On Board PM's Special Aircraft: Prime Minister Manmohan Singh on Saturday expressed hopes that India will be able to achieve 8.5 percent growth during the current fiscal despite concerns over high oil prices.

"As of now I have not seen any sign that we should change our view with regard to our ability to sustain a growth rate of 8.5 per cent...I am confident that we will be able to
sustain a growth rate of 8.5 per cent this year", he told reporters who accompanied him on his visit to Africa.

The Reserve Bank in its annual credit policy had pegged the growth for the current fiscal at 8 per cent, down from 8.6 per cent recorded during 2010-11.

Referring to agriculture situation and its impact on inflation, Singh said, "Whatever evidence we have, we expect a normal monsoon. And if the monsoon is normal, it will strengthen our ability to control food inflation".

Oil prices to be tackled

On oil prices, Singh said, "There are problems with regards to the burden of oil subsidies. They have to be tackled and all these issues will be claiming our attention in weeks and months to come".

Although the oil marketing companies have raised the petrol rates in view of spiralling prices in the international market, the government is yet to take a view on diesel prices.

A decision on raising diesel price is likely to be taken by the Empowered Group of Minister (EGOM) headed by Finance Minister Pranab Mukherjee in the second week of June.
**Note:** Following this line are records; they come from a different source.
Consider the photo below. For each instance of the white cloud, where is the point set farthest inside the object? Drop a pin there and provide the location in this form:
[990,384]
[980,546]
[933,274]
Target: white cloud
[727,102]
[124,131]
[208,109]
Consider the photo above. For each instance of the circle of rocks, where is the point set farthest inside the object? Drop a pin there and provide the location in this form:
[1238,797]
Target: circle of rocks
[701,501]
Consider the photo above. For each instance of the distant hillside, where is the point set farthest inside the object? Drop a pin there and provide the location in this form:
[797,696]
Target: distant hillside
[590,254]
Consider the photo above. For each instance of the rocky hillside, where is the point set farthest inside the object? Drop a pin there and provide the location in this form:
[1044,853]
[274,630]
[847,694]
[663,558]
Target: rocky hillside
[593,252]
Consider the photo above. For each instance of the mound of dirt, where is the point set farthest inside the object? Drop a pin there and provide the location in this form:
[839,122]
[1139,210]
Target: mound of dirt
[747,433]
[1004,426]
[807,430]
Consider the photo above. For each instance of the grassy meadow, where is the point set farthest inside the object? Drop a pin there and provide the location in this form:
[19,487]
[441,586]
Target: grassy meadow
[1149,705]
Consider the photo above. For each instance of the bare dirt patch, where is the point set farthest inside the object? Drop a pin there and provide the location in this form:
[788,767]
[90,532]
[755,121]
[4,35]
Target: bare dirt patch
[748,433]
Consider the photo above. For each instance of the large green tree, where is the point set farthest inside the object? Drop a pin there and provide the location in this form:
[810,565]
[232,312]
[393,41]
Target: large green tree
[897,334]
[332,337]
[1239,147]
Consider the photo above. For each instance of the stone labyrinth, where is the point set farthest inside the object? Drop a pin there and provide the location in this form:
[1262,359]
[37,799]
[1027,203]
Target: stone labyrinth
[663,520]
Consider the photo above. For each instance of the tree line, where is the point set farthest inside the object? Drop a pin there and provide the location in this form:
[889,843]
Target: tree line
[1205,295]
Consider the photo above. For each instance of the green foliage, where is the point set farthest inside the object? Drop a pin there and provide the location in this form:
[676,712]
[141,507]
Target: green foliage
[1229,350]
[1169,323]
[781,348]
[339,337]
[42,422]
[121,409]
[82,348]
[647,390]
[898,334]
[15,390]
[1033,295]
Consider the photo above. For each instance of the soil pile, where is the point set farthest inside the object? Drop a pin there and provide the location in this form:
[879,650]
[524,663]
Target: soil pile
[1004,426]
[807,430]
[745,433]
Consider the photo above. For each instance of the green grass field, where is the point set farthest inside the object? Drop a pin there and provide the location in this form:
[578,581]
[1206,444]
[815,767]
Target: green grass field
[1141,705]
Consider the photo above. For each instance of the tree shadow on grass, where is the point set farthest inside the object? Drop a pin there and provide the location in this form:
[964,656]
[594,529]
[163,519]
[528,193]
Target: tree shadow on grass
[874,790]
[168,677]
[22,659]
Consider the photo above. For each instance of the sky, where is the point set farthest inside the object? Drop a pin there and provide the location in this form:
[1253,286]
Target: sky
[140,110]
Rich nations don't want to give up power

Amid tussle for top IMF post, Prime Minister Manmohan Singh today said struggle for a "equitable" world order will take long as rich nations do not want to give up power easily.

"... those who exercise power, do not want to give up power easily," he said on the possible candidates for the post of the International Monetary Fund (IMF) Managing Director, which fell vacant following resignation of disgraced Dominique Strauss-Kahn.

"The struggle for a better, balanced and more equitable world order, including the management of global institutions like the IMF, World Bank, (UN) Security Council is going to be a long haul, I am afraid," he told reporters, who accompanied him during the Africa visit.

However, there is a desire in Europe for a European should occupy the coveted position because very large proportion of IMF funds is in the continent which is dealing with the Euro zone tensions, Singh said.